A heated debate continued this week over whether or not it is acceptable to stand up while wiping. The discussion began last week when the concept was posed to everyone by Grimjaw, who later admitted to regretting bringing up the subject in the first place. Bigyam thought it was never OK to do so, but Super said it is probably all right if you are doing it in your house. To complicate matters, difficulties were had in reaching a consensus on which is the correct way to hang a roll of toilet paper. Everyone was in agreement that is both aesthetically and functionally fitting to have the TP draped on the side closest to you, but there was some debate on if this is considered the “inside” or the “outside” of the roll.
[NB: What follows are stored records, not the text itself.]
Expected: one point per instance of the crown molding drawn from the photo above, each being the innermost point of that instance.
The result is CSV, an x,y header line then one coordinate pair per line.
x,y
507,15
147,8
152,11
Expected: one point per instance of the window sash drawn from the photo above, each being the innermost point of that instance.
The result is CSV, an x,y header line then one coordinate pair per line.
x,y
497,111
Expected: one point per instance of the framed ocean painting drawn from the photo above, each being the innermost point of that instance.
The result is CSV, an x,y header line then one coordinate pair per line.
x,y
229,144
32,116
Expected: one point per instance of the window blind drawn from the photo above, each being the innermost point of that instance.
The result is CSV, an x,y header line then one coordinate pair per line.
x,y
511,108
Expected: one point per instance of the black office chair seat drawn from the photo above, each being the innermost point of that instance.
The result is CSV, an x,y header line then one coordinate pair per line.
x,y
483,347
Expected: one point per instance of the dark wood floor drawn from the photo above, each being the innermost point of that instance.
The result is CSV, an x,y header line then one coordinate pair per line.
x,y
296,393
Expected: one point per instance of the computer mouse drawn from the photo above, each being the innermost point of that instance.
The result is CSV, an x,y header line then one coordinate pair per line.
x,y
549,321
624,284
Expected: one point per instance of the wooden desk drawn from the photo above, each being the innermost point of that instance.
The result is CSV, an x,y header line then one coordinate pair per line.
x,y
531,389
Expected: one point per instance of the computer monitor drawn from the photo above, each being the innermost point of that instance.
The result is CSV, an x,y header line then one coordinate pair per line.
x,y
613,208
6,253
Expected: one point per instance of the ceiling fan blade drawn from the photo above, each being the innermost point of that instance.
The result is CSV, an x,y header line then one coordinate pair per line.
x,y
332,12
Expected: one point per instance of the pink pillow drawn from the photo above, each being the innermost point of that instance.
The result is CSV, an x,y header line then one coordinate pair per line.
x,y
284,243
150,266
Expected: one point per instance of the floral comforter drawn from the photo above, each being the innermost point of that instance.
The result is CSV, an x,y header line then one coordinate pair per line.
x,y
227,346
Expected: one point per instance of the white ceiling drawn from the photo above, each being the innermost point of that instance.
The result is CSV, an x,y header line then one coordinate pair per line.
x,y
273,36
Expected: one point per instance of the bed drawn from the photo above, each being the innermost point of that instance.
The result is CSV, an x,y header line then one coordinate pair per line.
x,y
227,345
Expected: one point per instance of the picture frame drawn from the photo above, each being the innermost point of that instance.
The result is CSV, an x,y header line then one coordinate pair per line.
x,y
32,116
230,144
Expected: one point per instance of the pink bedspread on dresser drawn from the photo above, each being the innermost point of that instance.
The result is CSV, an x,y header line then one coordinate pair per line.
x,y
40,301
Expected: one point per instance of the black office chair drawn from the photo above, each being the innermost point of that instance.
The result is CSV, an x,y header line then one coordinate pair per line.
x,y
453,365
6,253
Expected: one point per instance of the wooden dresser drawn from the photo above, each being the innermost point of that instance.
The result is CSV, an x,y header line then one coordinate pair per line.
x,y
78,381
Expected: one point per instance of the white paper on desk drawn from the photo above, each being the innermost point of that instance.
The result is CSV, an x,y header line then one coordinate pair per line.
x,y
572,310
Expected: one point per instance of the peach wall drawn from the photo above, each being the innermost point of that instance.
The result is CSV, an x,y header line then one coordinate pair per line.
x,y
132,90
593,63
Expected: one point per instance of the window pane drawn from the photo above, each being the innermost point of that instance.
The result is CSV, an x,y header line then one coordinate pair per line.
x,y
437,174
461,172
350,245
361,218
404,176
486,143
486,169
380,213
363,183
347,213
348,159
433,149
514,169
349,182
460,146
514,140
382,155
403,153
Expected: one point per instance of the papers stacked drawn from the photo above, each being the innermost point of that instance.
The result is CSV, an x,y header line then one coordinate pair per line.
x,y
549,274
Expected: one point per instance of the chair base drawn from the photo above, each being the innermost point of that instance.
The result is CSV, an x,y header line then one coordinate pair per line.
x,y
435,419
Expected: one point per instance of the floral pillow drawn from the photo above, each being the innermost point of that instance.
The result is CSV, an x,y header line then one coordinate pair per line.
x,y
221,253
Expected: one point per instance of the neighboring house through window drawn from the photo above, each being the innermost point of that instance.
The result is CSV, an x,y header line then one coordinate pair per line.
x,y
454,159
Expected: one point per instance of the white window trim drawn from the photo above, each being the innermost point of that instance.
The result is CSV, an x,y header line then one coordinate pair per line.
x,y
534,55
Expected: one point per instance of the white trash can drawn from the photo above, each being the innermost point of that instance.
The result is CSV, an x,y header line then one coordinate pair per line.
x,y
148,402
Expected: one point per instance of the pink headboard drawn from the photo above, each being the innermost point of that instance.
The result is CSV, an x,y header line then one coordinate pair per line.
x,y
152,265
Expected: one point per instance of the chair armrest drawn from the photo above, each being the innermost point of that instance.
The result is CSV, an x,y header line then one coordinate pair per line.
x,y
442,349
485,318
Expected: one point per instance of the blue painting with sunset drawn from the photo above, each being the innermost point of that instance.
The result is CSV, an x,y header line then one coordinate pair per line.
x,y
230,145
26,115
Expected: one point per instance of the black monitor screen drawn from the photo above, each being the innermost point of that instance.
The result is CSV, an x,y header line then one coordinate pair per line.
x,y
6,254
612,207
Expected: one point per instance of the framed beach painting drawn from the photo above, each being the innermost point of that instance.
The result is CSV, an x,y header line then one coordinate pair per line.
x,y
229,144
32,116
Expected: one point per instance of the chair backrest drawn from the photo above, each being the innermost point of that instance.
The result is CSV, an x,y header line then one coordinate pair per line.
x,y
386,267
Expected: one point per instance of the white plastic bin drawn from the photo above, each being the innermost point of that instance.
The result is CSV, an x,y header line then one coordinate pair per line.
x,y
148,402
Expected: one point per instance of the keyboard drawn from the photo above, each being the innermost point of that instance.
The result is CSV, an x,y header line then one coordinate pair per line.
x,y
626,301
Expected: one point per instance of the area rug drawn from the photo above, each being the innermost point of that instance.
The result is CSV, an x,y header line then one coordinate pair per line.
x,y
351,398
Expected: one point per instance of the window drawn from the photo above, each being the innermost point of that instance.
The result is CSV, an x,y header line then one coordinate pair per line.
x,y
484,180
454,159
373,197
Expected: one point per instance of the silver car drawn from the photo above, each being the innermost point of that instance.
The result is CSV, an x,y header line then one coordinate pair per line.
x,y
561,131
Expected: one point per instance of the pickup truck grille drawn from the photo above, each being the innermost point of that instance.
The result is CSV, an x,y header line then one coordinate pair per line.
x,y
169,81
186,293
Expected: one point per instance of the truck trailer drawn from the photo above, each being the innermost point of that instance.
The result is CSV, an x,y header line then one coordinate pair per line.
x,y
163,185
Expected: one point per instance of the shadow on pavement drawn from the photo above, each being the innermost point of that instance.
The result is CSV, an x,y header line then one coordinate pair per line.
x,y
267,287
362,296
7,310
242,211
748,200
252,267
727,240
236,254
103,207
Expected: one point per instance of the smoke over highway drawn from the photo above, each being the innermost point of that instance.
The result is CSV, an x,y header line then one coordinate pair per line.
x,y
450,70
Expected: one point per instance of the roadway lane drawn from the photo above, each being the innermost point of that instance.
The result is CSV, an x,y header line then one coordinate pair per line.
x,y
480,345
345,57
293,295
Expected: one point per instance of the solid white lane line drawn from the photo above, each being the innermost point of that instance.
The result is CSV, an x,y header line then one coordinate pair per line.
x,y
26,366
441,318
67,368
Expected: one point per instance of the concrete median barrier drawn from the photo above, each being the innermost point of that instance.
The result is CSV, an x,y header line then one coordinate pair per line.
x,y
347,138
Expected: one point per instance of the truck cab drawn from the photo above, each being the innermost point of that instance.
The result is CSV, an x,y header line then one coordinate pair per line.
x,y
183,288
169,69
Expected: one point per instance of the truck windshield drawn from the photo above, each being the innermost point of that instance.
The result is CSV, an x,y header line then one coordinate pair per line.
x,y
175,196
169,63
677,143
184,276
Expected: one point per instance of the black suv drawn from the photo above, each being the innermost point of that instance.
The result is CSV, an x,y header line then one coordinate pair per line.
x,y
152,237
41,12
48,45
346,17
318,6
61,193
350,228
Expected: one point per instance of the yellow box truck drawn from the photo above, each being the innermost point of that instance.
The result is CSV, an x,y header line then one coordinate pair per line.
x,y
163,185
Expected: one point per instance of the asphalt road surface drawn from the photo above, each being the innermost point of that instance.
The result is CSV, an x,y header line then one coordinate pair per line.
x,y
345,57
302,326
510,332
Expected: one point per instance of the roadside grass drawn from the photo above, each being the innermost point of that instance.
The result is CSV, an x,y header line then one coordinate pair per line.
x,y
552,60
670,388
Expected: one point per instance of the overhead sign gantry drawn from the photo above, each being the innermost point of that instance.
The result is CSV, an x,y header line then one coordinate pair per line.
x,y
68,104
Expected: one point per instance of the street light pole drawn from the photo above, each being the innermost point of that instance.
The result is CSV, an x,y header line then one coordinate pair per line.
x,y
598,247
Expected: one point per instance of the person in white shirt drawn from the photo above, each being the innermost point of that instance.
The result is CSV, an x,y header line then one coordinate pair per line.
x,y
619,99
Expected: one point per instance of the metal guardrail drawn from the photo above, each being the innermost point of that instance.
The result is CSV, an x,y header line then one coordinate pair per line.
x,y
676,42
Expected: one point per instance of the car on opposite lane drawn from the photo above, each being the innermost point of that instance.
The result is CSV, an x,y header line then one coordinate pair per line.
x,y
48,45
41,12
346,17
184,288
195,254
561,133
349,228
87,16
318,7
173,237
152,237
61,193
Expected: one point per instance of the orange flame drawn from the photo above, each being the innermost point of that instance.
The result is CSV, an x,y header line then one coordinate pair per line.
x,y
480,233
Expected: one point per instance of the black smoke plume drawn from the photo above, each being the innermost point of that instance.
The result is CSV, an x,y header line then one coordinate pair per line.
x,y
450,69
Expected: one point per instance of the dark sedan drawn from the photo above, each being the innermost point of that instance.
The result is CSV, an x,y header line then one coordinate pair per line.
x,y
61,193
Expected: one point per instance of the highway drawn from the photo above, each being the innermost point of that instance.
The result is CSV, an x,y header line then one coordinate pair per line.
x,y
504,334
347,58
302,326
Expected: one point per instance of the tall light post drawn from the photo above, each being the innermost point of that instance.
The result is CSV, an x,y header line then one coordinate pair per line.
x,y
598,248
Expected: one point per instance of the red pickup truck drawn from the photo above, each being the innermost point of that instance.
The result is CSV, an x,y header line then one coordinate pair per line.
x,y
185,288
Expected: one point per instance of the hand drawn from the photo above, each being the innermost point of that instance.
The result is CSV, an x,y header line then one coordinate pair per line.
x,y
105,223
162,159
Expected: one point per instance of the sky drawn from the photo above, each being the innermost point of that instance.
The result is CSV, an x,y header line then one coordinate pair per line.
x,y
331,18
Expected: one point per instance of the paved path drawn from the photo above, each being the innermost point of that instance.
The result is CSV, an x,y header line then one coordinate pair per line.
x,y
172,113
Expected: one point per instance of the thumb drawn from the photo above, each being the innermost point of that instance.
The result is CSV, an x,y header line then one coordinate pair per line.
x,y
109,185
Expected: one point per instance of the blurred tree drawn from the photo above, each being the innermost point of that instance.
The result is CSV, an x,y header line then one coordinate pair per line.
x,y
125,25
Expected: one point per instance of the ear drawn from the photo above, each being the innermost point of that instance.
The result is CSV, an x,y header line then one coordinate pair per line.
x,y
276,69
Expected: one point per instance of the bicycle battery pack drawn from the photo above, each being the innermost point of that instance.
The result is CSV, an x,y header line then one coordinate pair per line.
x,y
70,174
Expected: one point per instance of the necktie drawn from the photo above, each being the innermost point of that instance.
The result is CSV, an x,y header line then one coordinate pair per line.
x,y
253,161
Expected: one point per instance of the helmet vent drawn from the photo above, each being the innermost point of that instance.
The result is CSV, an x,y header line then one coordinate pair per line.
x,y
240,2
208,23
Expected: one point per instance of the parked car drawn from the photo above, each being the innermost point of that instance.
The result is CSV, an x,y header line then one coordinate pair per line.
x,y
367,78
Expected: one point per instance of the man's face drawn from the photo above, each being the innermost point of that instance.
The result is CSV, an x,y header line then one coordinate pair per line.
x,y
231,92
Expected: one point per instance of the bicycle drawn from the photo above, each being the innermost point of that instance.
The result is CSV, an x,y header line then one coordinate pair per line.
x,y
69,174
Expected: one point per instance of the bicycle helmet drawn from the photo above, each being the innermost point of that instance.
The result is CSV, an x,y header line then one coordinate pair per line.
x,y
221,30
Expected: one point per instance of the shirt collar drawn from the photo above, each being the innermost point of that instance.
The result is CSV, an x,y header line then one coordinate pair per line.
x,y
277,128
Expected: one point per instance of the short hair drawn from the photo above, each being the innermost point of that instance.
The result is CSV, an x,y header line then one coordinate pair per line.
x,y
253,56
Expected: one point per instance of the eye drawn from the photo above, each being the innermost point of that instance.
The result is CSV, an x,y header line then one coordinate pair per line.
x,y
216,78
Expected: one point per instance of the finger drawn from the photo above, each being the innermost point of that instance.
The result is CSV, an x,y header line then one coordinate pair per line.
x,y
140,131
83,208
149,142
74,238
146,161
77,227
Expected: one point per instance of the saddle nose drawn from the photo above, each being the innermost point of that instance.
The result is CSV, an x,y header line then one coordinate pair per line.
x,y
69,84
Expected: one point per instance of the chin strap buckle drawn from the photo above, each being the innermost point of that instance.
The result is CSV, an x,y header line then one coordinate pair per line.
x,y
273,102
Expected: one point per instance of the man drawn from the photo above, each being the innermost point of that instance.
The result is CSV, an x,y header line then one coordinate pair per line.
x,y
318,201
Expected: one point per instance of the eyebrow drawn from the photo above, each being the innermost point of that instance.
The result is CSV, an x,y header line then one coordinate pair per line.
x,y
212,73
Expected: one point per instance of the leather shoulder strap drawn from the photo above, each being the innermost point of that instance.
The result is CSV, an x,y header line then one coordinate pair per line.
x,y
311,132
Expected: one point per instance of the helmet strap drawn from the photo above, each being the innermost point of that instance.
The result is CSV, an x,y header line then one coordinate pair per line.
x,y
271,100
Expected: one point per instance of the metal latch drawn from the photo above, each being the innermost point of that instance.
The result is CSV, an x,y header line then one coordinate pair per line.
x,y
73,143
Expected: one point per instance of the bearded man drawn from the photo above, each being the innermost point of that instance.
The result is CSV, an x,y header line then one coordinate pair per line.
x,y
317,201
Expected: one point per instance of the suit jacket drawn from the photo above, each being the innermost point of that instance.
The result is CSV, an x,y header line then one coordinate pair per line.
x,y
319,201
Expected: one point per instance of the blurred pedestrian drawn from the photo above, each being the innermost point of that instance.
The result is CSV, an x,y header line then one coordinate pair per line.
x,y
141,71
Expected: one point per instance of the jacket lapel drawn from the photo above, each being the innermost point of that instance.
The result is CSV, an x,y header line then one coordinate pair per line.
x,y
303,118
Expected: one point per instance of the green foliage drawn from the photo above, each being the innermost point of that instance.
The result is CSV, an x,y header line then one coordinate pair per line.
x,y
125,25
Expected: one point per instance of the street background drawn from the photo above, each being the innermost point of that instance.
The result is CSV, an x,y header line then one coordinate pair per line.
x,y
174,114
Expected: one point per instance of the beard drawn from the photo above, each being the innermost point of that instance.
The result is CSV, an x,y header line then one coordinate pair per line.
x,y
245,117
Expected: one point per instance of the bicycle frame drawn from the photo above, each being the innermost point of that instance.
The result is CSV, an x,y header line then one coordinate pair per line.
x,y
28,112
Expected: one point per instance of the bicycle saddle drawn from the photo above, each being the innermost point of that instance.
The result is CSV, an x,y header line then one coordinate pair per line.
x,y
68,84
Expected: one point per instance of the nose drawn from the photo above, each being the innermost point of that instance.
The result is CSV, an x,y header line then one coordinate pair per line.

This week’s human interest story centers around a weekend encounter with an airline flight attendant at Yam’s house. The man in question had come to visit Bigyam’s assorted alpacas, which he describes as much friendlier and less temperamental than llamas. Before leaving the premises, the flight attendant left an assortment of chocolate nut clusters wrapped into small packages which themselves were packed into a larger one. According to Yam, some of them had fruit inside. As of early Sunday morning, Yam claims to have not finished eating all of his nuts, indicating that there may be at least half a pound left over for tomorrow.
Controversy struck late last week when several of Bigyam’s knock knock jokes were met with a lukewarm reception among guild members. Yam had attempted to inject a lighthearted mood during an afternoon lull, but most were either unimpressed or away from the computer at the time. PJ reportedly groaned mightily after Yam tried to use the dated interrupting cow joke. Yam attempted to remedy this with the reverse knock knock prank, however everyone else had heard it already. Yam went down shortly after, having fallen into a hole his consecrate was covering up. Yam reportedly exclaimed “FUCK FUCK FUCK FUCKING FUCK ME DAMMIT!” on the scene.